Joby’s Q4 2025: More Progress, More Cash, and a Very Real 2026 Launch Clock
Joby Aviation’s fourth quarter 2025 update reads like a company moving from “can we prove this works?” to “how fast can we scale it without breaking anything important.” The Santa Cruz-based eVTOL (electric vertical takeoff and landing) developer reported a major step-up in FAA certification momentum, laid out concrete early-operations plans for 2026, and reinforced its balance sheet with a war chest that most startups can only hallucinate about.
On certification, Joby said it logged a record 18-point increase in FAA progress within Stage 4 (Testing & Analysis), a meaningful signal that review work is moving, not just engineering slides. The company also noted its first FAA-conforming aircraft for Type Inspection Authorization (TIA) is expected to fly soon, and that all aircraft required for TIA are now in production. In plain English: the hardware and the paperwork are starting to converge.
Commercially, Joby continues to point to 2026 as the year passengers get on board. The company expects its first passenger operations in Dubai in 2026 and also anticipates early U.S. operations through the White House-backed eVTOL Integration Pilot Program. Joby also highlighted integration work that will let riders book trips through the Uber app, aiming for a frictionless “walk out your door, fly, finish the trip” experience.

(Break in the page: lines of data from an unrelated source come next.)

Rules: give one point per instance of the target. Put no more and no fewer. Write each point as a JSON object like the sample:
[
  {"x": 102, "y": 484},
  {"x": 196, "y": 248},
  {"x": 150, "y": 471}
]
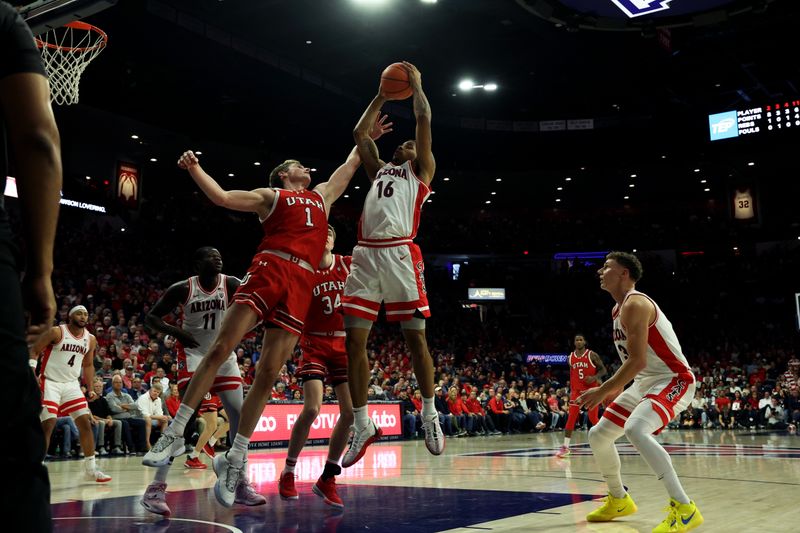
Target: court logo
[
  {"x": 723, "y": 125},
  {"x": 637, "y": 8}
]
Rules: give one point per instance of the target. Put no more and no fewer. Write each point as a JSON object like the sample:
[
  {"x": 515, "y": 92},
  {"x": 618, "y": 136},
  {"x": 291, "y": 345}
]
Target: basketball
[{"x": 394, "y": 82}]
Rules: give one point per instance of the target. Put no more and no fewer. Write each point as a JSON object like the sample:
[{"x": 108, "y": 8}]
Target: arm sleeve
[{"x": 20, "y": 53}]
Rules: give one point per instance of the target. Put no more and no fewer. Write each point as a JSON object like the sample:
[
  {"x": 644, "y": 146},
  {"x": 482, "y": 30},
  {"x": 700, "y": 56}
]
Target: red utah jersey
[
  {"x": 325, "y": 313},
  {"x": 297, "y": 224},
  {"x": 580, "y": 368}
]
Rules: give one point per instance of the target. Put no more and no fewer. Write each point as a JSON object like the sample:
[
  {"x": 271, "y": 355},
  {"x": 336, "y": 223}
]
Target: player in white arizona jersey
[
  {"x": 663, "y": 386},
  {"x": 387, "y": 266},
  {"x": 203, "y": 299},
  {"x": 68, "y": 349}
]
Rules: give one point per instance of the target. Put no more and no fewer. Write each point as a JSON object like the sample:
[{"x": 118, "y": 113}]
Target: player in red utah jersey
[
  {"x": 70, "y": 349},
  {"x": 585, "y": 371},
  {"x": 275, "y": 291},
  {"x": 323, "y": 355}
]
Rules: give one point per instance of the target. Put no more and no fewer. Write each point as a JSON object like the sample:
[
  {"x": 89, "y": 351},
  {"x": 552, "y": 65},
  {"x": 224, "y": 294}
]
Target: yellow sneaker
[
  {"x": 613, "y": 508},
  {"x": 680, "y": 517}
]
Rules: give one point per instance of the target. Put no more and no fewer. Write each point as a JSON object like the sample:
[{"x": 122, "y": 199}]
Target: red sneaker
[
  {"x": 286, "y": 486},
  {"x": 327, "y": 491},
  {"x": 209, "y": 450},
  {"x": 195, "y": 464}
]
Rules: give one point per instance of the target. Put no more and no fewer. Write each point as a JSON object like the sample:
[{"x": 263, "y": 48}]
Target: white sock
[
  {"x": 639, "y": 429},
  {"x": 601, "y": 440},
  {"x": 428, "y": 409},
  {"x": 238, "y": 450},
  {"x": 291, "y": 462},
  {"x": 181, "y": 419},
  {"x": 360, "y": 417},
  {"x": 90, "y": 463},
  {"x": 161, "y": 474}
]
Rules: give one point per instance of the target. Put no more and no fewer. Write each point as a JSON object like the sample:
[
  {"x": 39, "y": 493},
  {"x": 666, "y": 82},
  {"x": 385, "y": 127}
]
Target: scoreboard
[{"x": 761, "y": 120}]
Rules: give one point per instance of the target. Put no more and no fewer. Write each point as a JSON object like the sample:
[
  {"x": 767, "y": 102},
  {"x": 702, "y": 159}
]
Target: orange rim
[{"x": 77, "y": 25}]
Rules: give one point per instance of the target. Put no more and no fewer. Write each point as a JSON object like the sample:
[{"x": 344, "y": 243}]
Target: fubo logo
[
  {"x": 723, "y": 125},
  {"x": 637, "y": 8}
]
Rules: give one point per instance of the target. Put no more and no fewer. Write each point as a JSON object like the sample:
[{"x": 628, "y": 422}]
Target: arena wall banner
[
  {"x": 274, "y": 428},
  {"x": 379, "y": 462}
]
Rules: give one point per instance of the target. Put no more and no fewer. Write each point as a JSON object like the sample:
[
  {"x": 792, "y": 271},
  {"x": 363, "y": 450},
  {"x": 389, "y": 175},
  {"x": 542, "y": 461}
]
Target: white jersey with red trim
[
  {"x": 664, "y": 355},
  {"x": 63, "y": 360},
  {"x": 203, "y": 313},
  {"x": 393, "y": 205}
]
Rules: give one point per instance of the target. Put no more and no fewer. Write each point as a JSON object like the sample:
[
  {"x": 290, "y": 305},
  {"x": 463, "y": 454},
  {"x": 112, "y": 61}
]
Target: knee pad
[{"x": 351, "y": 321}]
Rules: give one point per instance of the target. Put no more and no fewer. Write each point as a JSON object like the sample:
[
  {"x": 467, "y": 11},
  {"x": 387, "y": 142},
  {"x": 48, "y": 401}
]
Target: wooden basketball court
[{"x": 741, "y": 481}]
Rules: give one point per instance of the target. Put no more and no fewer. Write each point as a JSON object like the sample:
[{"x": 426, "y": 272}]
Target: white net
[{"x": 66, "y": 51}]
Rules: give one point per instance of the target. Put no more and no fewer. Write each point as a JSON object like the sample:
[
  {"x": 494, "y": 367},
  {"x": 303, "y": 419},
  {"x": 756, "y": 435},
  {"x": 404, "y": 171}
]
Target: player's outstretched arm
[
  {"x": 36, "y": 146},
  {"x": 88, "y": 365},
  {"x": 365, "y": 144},
  {"x": 635, "y": 315},
  {"x": 51, "y": 336},
  {"x": 175, "y": 295},
  {"x": 255, "y": 201},
  {"x": 602, "y": 371},
  {"x": 426, "y": 164},
  {"x": 340, "y": 179}
]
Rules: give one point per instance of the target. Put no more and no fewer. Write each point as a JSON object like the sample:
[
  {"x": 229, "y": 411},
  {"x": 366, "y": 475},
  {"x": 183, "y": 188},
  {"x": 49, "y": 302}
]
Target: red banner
[
  {"x": 128, "y": 184},
  {"x": 379, "y": 462},
  {"x": 277, "y": 420}
]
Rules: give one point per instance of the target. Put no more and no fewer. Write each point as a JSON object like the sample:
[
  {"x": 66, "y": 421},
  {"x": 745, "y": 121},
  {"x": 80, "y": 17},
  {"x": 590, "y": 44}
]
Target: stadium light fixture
[{"x": 466, "y": 85}]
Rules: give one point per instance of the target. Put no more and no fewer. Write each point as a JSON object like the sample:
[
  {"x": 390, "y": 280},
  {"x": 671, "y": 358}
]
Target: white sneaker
[
  {"x": 155, "y": 499},
  {"x": 359, "y": 441},
  {"x": 228, "y": 477},
  {"x": 434, "y": 438},
  {"x": 97, "y": 476},
  {"x": 164, "y": 450}
]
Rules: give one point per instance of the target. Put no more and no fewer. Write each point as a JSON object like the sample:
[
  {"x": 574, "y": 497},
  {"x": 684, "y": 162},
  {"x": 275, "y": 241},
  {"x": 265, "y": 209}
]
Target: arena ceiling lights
[{"x": 638, "y": 15}]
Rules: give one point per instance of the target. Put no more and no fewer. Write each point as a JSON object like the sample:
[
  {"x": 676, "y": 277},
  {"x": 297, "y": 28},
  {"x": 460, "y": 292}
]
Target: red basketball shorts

Manufacturing scale is the other loud theme. Joby signed an agreement to acquire a manufacturing facility near Dayton, Ohio, described as 700,000+ square feet, to support a plan to double production capacity to four aircraft per month in 2027 (up from two per month). They also said hiring is underway to support round-the-clock operations.
Financially, Joby reported Q4 revenue of $30.8 million and a net loss of $121.5 million (with operating expenses of $237.6 million and adjusted EBITDA loss of $154.1 million). For the full year 2025, revenue totaled $53.4 million and net loss was $929.8 million, reflecting the heavy lift of certification, manufacturing buildout, and operating the acquired Blade passenger business.
Joby ended Q4 with $1.41B in cash, cash equivalents, and marketable securities, and then added approximately $1.2B in net proceeds from equity and convertible debt offerings completed after quarter-end. The company also guided to full-year 2026 revenue of $105M-$115M and projected first-half 2026 cash use of $340M-$370M (excluding a one-time Ohio building purchase).